Web Scraping 101: Pulling Stories from Hacker News

This is a guest post by Hartley Brody, whose book “The Ultimate Guide to Web Scraping” goes into much more detail on web scraping best practices. You can follow him on Twitter, it’ll make his day! Thanks for contributing Hartley!

Hacker News is a treasure trove of information on the hacker zeitgeist. There are all sorts of cool things you could do with the information once you pull it, but first you need to scrape a copy for yourself.

Hacker News is actually a bit tricky to scrape since the site’s markup isn’t all that semantic — meaning the HTML elements and attributes don’t do a great job of explaining the content they contain. Everything on the HN homepage is in two tables, and there aren’t that many classes or ids to help us hone in on the particular HTML elements that hold stories.

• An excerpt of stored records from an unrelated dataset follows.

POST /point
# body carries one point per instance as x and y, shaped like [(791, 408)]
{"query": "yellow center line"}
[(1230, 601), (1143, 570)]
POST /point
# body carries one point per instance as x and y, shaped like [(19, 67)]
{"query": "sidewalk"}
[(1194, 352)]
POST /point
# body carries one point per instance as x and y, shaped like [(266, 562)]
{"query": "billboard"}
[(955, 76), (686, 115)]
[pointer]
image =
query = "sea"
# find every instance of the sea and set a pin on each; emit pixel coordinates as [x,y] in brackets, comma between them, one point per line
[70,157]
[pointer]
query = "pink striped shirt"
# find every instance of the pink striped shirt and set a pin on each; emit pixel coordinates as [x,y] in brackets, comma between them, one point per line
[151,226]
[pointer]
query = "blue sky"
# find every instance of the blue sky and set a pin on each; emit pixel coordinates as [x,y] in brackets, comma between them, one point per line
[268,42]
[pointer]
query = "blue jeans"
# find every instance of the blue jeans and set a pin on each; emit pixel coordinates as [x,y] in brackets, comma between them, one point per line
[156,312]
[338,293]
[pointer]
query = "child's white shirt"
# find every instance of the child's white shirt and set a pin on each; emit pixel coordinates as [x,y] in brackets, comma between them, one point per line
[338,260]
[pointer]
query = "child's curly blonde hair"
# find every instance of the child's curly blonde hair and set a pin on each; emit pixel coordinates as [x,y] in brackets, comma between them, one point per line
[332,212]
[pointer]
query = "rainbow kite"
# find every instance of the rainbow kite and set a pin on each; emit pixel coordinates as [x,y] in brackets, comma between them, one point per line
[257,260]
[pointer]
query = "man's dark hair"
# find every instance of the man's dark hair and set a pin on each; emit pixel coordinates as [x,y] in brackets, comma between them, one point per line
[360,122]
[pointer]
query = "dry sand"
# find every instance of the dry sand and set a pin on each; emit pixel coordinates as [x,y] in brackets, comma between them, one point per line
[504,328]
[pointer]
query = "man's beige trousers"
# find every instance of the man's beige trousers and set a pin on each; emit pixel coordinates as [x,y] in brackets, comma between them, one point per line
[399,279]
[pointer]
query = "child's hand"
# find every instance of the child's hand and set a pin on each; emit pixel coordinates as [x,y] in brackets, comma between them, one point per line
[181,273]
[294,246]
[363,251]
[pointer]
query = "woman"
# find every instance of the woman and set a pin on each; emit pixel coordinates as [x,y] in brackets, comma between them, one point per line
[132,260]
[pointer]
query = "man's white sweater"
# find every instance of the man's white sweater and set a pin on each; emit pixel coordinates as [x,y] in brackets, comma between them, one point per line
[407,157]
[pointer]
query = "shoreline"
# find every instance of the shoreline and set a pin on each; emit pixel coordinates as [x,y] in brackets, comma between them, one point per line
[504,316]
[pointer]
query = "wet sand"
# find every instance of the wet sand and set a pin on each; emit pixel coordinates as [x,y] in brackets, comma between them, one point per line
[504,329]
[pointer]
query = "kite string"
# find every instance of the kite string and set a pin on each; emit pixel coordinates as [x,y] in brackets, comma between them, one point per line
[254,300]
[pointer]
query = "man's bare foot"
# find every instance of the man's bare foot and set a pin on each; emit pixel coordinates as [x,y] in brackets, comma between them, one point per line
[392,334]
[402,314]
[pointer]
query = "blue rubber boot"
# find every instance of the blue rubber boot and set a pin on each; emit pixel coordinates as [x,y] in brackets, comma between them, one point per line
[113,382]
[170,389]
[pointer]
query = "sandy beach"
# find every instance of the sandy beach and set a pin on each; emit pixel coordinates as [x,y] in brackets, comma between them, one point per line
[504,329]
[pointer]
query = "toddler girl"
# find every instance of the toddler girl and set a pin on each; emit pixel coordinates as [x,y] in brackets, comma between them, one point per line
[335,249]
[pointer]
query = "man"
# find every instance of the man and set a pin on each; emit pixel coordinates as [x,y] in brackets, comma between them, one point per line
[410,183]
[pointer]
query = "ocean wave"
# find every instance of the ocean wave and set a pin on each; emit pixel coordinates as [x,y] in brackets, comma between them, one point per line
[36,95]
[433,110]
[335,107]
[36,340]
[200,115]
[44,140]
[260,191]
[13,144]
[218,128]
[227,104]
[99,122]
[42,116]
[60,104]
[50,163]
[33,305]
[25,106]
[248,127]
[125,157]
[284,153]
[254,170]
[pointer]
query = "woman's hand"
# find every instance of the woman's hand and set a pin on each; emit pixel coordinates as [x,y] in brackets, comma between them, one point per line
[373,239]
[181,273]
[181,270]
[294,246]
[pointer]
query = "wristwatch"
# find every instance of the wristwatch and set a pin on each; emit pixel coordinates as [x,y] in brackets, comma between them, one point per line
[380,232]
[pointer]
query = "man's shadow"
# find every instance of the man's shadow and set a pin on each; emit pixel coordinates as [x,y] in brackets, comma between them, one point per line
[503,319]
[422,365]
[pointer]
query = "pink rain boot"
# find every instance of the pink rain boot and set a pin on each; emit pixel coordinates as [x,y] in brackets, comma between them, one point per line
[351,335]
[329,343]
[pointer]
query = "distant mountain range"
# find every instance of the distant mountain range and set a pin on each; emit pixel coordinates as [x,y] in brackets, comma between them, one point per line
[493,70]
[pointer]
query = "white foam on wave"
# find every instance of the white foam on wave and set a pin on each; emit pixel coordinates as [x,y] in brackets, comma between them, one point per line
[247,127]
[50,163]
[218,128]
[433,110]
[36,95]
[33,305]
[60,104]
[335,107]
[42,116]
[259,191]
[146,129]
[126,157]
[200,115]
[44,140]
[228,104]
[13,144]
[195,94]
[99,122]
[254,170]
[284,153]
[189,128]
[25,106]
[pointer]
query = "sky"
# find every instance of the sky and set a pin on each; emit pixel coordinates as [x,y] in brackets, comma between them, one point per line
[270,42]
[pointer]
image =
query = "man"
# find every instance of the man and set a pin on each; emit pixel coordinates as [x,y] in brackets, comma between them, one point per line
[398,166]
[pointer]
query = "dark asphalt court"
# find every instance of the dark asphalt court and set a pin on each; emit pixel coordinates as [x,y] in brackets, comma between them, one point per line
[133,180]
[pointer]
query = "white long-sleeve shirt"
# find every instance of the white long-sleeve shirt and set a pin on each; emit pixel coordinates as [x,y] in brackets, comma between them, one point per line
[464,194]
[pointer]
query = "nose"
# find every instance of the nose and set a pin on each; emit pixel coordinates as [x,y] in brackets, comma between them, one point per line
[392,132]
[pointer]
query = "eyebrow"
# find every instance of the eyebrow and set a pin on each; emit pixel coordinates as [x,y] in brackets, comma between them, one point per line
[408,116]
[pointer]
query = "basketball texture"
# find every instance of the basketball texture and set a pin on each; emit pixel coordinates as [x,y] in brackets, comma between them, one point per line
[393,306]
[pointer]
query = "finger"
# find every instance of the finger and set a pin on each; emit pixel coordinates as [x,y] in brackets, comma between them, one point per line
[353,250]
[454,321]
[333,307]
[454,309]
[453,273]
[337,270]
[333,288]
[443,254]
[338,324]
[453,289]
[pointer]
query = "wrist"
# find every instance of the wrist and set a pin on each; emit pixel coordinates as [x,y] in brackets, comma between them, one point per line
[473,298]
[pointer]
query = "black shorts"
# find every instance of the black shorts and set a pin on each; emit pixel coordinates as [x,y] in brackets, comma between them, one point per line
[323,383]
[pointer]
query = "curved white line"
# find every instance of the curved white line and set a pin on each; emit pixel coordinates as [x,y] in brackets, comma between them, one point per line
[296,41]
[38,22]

Instead, we’ll have to rely more on patterns and counting on elements as we go.

Pull up the web inspector in Chrome and try zooming up and down the DOM tree. You’ll see that the markup is pretty basic. There’s an outer table that’s basically just used to keep things centered (85% of the screen width) and then an inner table that holds the stories.

Debugging Hacker News Page

If you look inside the inner table, you’ll see that the rows come in groups of three: the first row in each group contains the headlines and story links, the second row contains the metadata about each story — like who posted it and how many points it has — and the third row is empty and adds a bit of padding between stories. This should be enough information for us to get started, so let’s dive into the code.

I’m going to try and avoid the religious tech wars and just say that I’m using Python and my trusty standby libraries — requests and BeautifulSoup — although there are many other great options out there. Feel free to use your HTTP requests library and HTML parsing library of choice.

In its purest form, web scraping is two simple steps: 1. Make a request to a website that generates HTML, and 2. Pull the content you want out of the HTML that’s returned.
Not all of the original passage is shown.